Big changes in tax and accounting rules should produce big changes in goodwill impairment testing this year, according to a new report from Mercer.

The Tax Cuts and Jobs Act, for example, has produced a number of changes for companies to consider in both their qualitative and quantitative assessments of any goodwill sitting on their balance sheets. Companies are required under Accounting Standards Codification Topic 350 to test goodwill, which is an intangible asset that results from mergers or acquisitions, to determine if its value is holding up or should be marked down.

The standard tells companies to consider things like macroeconomic conditions, industry and market considerations, cost factors, overall financial performance, other entity-specific events, asset impairments, major dispositions, or sustained declines in share price when making the first-step qualitative assessment of whether goodwill might be holding up. Many of those same factors have seen significant change as a result of tax reform under the 2017 year-end tax legislation, some of which might support goodwill values and some not, Mercer points out.

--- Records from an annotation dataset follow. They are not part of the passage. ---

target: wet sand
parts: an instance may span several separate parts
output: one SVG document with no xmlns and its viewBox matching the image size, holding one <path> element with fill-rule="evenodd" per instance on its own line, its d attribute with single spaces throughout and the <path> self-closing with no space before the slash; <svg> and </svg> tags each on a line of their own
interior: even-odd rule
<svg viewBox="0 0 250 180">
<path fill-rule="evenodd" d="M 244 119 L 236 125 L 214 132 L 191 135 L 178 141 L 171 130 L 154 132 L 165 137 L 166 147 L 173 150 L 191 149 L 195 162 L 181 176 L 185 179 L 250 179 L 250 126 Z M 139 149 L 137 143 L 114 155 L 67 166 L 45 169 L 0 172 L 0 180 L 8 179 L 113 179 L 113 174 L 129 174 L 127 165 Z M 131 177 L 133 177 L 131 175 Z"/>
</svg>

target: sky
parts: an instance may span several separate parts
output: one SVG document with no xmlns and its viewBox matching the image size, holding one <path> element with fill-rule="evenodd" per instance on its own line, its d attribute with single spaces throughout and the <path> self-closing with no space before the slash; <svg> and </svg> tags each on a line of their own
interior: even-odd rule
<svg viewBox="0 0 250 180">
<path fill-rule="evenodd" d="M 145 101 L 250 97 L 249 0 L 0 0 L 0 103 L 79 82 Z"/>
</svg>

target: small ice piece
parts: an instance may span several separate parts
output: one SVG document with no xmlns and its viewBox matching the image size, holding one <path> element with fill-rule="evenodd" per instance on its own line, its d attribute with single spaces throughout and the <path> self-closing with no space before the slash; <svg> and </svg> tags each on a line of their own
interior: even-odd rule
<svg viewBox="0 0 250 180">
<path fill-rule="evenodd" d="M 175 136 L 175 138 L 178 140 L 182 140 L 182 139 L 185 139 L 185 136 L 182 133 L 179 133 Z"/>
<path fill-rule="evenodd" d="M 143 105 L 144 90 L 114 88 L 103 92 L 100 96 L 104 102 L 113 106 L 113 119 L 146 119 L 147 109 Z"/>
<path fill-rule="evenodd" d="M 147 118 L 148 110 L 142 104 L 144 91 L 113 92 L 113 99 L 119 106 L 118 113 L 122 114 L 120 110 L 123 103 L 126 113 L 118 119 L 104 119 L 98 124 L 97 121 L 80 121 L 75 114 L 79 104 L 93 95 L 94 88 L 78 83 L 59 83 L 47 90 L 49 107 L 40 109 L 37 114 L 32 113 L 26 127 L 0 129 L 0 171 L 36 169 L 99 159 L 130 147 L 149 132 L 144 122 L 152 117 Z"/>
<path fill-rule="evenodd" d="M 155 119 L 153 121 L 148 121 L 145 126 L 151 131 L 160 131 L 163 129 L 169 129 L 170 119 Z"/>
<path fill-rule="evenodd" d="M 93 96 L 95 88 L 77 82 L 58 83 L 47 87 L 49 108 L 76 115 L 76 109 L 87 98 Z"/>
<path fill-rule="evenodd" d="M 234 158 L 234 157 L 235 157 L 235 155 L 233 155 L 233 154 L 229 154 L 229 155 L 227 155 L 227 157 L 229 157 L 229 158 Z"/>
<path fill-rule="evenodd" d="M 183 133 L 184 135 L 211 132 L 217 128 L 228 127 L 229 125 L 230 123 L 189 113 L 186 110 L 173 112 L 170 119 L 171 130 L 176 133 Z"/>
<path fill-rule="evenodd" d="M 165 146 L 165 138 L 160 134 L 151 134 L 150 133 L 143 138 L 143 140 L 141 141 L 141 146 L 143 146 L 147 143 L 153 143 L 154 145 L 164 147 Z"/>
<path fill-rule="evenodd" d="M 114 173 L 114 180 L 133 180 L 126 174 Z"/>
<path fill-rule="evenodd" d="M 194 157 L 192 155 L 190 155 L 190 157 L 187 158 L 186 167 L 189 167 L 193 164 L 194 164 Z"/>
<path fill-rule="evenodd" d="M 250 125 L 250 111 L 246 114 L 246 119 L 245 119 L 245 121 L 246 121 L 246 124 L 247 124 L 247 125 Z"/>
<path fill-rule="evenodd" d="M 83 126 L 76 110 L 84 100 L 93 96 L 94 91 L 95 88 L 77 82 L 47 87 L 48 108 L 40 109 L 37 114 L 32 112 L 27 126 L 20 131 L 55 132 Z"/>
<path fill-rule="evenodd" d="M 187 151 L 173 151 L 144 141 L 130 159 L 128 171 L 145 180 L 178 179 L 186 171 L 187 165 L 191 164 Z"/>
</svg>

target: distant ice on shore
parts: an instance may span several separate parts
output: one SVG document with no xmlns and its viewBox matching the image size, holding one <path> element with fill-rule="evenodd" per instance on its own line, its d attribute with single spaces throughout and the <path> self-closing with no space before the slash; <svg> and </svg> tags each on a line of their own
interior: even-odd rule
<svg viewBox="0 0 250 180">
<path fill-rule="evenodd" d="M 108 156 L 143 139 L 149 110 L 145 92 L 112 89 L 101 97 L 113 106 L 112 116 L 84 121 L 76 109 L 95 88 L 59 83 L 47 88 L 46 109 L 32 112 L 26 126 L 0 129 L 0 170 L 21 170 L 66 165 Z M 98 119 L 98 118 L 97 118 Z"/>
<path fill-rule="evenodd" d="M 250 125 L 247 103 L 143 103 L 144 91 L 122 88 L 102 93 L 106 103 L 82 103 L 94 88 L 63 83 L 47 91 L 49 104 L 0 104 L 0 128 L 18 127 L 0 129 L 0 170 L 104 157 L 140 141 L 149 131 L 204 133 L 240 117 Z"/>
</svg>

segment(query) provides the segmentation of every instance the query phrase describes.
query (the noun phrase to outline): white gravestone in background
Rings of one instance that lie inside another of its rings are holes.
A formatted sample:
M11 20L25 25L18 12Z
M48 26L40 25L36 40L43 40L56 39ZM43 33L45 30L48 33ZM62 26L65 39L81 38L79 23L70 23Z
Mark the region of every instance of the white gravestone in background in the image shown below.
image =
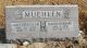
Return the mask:
M0 44L0 48L17 48L16 44Z
M78 37L77 5L8 5L7 38Z

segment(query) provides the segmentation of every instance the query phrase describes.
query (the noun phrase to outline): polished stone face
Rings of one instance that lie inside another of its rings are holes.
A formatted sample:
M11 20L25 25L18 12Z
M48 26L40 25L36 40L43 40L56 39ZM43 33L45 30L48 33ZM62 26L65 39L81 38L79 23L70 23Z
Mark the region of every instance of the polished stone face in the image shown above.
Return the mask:
M7 38L78 37L77 5L9 5Z

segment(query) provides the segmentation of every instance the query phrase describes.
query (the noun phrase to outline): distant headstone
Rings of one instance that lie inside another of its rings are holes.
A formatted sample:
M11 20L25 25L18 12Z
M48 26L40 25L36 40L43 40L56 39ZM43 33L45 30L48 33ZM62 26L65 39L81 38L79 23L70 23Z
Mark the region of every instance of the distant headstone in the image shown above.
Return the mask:
M0 44L0 48L17 48L15 44Z
M78 37L77 5L8 5L7 39Z

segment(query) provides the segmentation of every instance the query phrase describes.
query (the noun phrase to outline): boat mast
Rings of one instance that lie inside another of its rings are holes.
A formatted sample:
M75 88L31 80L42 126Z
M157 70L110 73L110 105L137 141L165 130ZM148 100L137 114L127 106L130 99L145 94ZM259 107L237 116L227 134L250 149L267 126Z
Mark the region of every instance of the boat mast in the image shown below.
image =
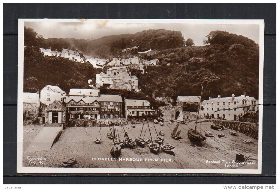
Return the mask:
M199 118L199 114L200 114L200 109L201 101L202 100L202 89L203 89L203 85L202 87L202 92L200 94L200 105L199 106L199 108L198 109L198 114L197 115L197 119L196 121L196 126L195 126L195 131L196 131L197 128L197 123L198 122L198 118Z
M148 122L147 122L147 125L148 126L148 129L149 130L149 133L150 134L150 139L151 139L151 142L152 142L152 145L154 146L153 145L153 141L152 140L152 137L151 136L151 132L150 132L150 128L149 128L149 124L148 124Z

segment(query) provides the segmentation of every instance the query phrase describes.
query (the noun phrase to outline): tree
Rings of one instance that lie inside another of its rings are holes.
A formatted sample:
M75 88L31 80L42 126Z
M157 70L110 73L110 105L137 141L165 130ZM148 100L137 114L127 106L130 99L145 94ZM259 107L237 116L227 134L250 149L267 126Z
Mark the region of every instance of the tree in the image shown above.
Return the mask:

Quantitative assessments of goodwill might also look different for companies as a result of tax reform, the firm points out. A reduction in the tax rate might contribute to higher fair values for reporting units, and bonus depreciation provisions could accelerate the timing of tax benefits in a way that might provide some marginal effects on values, the report says. Limitations on the deductibility of interest is likely to have an adverse effect on “only a small minority of companies,” Mercer predicts.

An increase in the after-tax cost of debt is likely to also be a factor, the report says. “On balance, we expect the negative effect from higher costs of capital to be smaller than the positive cash flow effect from lower tax rates,” Mercer says.

New accounting rules on measuring and reporting financial instruments could also affect impairment testing, Mercer says. Accounting Standards Update No. 2016-01, codified under ASC 825, took effect at the beginning of 2018 to require a new method for reporting equity investments, among other holdings. If companies elected an alternative that permits an investment to be reported at cost, the standard still calls for impairment testing, the report says.

The Financial Accounting Standards Board has taken a number of steps to simplify impairment testing in recent years, most notably permitting companies to perform a qualitative assessment as a starting point and doing away with the most onerous step of measuring an impairment if testing indicates goodwill should be written down.